Richard Murphy began chasing ambulances as a newspaper photographer at the age of 18 and continued to work in that capacity during his college summers. In 1974, he joined the Jackson Hole News, a small weekly in Jackson, Wyo., where he served as a darkroom technician, press assistant, chief photographer and beat reporter. In 1985, he became photo editor of the Anchorage Daily News. He was on the team of the 1989 Pulitzer Prize for Public Service and team leader for the 1990 Pulitzer nomination in news photography for coverage of the Exxon Valdez oil spill. He has served as a judge for the Pulitzer Prizes. In 2011 the National Press Photographers Association named him Editor of the Year.

Murphy is an Allegheny alumnus (1971 English.)


Larry James

Larry James reported for the Voice of America from more than 50 countries, where he covered Europe, Africa and the Middle East. From 1996 to 2000, he was Director of English Programs for VOA.

During this period, he created the 24 international news program VOA News Now. He has reported on armed conflicts in Liberia, Rwanda, Bosnia, Macedonia, Iraq and Afghanistan and recounted the terrible toll of the wars there.

Before coming to VOA, James learned the ropes as a radio broadcaster at commercial and public radio and TV stations in Illinois and Georgia.

He speaks French and German and has a basic knowledge of Russian and Arabic. James served as an infantry platoon leader in the Vietnam War and is the author of “Unfortunate News: A True Story of Young Men and War.”

James received a Bachelor of Arts in Communication from Southern Illinois University European in 1969. He is married and lives in Washington, D.C.


Sonja Pace, Voice of America

Sonja Pace is Managing Editor of VOA News, the core of the organization’s international and domestic news operation. It provides domestic and international news reporting for the Voice of America’s 45 different language-programming services, which reach a global audience of over 175 million per week. Since she took the position in October 2010, she has transformed what was a mostly radio newsroom into a truly multimedia operation that provides content for TV, radio and the Web.

Before becoming Managing Editor, Pace headed VOA’s largest overseas bureau, London – and was responsible for news reporting in Europe, covering events such as President Obama’s first visit to the continent, the 20th anniversary of the fall of the Berlin Wall and the start of the near financial meltdown within the EU. She also served as “fireman” for breaking news events in Europe, the Middle East and wherever else needed.

Pace was VOA’s Bureau Chief in Jerusalem (2002-2005), Moscow (2000-2002) and Cairo (1989-1993.) In 1985, Pace became VOA’s first woman correspondent in West Africa. From her base in Abidjan, Ivory Coast, she reported from 25 countries in West and Central Africa.
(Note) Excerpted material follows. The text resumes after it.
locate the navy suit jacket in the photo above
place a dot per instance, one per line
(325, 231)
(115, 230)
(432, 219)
Pace was born in Munich, Germany. She holds a Bachelor of Arts from the American University in Washington D.C. and a masters degree from George Washington University.


Michael Williamson, The Washington Post

Michael Williamson was born in Washington, but grew up in a series of foster homes and orphanages in more than 15 states. It was an experience he says that has led to his interest in documenting the plight of the homeless for the past 18 years. He and a collaborator, writer Dale Maharidge, have produced three books. The first book, “Journey to Nowhere: The Saga of the New Underclass,” inspired several songs on Bruce Springsteen’s album “The Ghost of Tom Joad.” The pair’s book “And Their Children After Them” received a Pulitzer Prize for non-fiction in 1990. He shared a second Pulitzer Prize in 2000 with colleagues Carol Guzy and Lucian Perkins for their coverage of Kosovo. A photographer with the Post since 1993, Williamson was named Newspaper Photographer of the Year in the 1995 Pictures of the Year contest and Photographer of the Year in 2000 by the National Press Photographers Association.